Папа только успел открыть рот для возражений, когда Лу уже отодвинула стул.
– Пожалуйста, – просит Альбин. – Мы так давно с ней не виделись.
– Не уверен, что это хорошая идея, – говорит папа таким тоном, который означает, что он как раз знает точно.
– Я не против, если вы не возражаете, – говорит Линда, подмигивая Лу. – Может быть, так будет лучше для всех.
Папа смотрит на маму с надеждой, но его голос уже утонул в потоке возражений. Альбин с трудом сдерживается, чтобы не начать прыгать на стуле от нетерпения.
– Идите, но вернуться вы должны не позднее одиннадцати, – говорит Линда, и Лу опять ухмыляется. – Я не хочу, чтобы вы бегали тут среди множества пьяных.
– Кто-то из нас заглянет к вам в каюты и проверит, на месте вы или нет. Ровно в одиннадцать, – предупреждает папа.
– Мы будем на месте, – обещает Альбин.
– Не разговаривайте с незнакомыми людьми, – добавляет папа.
– Но, папа, мы все это знаем.
– А если мы вам понадобимся, а телефоны не работают, попросите о помощи кого-то из персонала. Или подойдите к стойке информации и попросите дать объявление, – продолжает поучать папа. – И не свешивайтесь на бортиках над водой, если выйдете на палубу…
– Хватит, Мортен, не волнуйся, – смеется мама. – Мы же не на войну детей отправляем, они просто немного развлекутся без взрослых.

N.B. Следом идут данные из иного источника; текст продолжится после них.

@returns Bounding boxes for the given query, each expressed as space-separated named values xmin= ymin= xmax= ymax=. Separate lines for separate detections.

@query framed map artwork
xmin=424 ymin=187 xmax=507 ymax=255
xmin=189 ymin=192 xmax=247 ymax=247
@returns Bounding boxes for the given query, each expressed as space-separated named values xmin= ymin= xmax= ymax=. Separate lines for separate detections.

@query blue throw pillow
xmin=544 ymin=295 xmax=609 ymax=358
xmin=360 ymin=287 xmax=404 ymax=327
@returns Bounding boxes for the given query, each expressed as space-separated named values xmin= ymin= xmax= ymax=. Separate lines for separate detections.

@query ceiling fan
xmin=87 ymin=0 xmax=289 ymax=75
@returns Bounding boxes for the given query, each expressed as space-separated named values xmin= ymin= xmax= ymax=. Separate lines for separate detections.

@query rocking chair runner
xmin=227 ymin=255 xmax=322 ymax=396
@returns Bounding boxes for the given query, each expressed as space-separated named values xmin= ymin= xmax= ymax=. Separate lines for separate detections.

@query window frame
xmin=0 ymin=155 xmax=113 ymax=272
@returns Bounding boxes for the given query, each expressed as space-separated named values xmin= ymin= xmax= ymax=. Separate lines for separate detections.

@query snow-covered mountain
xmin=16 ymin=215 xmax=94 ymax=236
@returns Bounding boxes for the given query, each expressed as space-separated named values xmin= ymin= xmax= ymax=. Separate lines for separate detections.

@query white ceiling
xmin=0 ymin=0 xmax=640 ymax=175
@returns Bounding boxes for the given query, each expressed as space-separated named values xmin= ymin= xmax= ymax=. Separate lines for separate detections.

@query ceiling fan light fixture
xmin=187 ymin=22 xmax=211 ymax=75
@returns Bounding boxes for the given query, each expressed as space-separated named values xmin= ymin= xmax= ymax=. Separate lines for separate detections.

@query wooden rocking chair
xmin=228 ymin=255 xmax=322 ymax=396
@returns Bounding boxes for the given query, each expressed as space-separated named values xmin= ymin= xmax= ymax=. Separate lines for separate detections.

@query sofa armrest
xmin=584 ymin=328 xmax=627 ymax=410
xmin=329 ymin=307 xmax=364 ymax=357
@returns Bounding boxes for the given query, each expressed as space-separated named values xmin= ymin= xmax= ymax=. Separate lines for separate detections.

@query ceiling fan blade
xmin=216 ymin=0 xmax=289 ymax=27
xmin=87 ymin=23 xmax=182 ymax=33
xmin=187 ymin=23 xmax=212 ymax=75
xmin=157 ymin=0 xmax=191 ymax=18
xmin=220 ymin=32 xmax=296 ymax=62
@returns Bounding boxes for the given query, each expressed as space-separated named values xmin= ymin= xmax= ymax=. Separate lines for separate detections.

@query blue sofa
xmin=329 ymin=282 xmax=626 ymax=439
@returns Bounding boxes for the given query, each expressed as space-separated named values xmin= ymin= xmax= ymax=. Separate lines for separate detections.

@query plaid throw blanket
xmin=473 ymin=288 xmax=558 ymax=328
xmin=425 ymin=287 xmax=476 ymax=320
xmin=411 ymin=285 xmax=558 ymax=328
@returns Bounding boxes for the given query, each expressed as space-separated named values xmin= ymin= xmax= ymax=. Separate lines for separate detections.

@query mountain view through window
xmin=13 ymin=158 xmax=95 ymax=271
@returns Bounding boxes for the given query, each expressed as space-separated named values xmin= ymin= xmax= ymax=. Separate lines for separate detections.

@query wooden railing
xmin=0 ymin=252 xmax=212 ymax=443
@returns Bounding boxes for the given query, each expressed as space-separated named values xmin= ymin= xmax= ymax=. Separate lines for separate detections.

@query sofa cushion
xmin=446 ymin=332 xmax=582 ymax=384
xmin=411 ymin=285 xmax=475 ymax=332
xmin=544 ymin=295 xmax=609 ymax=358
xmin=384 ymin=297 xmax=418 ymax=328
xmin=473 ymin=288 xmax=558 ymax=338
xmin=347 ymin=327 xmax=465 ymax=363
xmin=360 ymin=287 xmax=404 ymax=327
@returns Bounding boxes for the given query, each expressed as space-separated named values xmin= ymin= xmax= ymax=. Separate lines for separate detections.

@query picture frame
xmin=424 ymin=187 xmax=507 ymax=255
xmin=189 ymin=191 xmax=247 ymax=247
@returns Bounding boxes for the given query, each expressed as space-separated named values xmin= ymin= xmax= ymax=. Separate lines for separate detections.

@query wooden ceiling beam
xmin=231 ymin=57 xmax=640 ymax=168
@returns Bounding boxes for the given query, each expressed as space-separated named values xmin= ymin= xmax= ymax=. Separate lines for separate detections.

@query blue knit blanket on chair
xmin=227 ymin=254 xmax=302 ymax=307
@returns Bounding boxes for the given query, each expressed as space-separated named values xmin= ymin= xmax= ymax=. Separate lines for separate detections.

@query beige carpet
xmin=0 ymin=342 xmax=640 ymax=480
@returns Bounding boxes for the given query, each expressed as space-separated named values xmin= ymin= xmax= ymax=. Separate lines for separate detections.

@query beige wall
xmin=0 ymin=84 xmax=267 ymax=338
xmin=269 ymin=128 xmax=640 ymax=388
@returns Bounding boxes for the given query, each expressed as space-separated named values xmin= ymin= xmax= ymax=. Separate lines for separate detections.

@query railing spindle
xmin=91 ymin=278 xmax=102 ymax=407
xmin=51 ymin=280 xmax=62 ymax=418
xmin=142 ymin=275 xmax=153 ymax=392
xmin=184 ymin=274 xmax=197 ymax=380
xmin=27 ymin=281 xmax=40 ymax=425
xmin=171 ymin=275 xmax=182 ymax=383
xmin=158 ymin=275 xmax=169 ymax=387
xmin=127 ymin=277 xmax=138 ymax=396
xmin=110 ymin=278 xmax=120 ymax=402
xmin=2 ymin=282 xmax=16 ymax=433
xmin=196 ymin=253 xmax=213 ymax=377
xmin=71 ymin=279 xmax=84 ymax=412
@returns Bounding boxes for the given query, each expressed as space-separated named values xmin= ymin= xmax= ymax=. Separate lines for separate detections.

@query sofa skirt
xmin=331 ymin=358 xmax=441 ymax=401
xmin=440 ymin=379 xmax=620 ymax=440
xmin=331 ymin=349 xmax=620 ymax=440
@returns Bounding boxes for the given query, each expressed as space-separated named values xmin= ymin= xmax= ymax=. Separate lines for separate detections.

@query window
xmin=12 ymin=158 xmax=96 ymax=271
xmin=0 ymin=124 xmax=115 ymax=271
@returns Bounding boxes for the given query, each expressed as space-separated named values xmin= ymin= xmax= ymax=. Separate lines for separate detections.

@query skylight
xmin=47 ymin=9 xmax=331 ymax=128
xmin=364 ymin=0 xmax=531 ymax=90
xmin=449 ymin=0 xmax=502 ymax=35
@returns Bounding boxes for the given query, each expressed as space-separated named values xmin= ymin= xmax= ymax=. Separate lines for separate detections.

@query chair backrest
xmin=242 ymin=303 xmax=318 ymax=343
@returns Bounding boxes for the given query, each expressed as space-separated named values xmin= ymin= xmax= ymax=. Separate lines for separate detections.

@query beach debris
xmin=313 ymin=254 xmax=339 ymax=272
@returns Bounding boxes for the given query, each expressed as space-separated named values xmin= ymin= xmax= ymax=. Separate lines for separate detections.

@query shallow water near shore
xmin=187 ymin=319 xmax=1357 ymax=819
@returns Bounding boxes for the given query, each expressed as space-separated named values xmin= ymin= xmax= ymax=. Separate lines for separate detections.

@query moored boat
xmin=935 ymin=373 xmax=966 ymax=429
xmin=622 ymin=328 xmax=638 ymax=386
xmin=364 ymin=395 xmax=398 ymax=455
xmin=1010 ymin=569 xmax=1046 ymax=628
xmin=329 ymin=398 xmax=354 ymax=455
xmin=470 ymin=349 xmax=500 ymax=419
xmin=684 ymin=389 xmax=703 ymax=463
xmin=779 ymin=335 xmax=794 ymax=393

– Между прочим, с этих паромов периодически исчезают люди.
– Я знаю. – Лу смотрит серьезно. – Мама моей подруги работала на пароме. Но те, что исчезают, обычно настолько пьяны, что не понимают, что делают, или они прыгают в воду и тонут. А мы вряд ли будем напиваться, да и на бабушку мы не похожи.
Альбин скорее чувствует, чем видит, как папа застыл на месте.
– Лу! – упрекает дочь Линда.
– Простите. – Лу не спускает взгляда с папы. – Я просто хотела сказать, что для нас нет никакой опасности. Мы будем осторожны. Мы сходим в магазин за конфетами, а потом просто будем смотреть кино в каюте. Правда, Альбин?
Он старательно кивает.
– Не волнуйся, Мортен. В это нелегко поверить, но Лу может быть взрослой, когда нужно.
– В одиннадцать часов, – повторяет папа. – Ровно.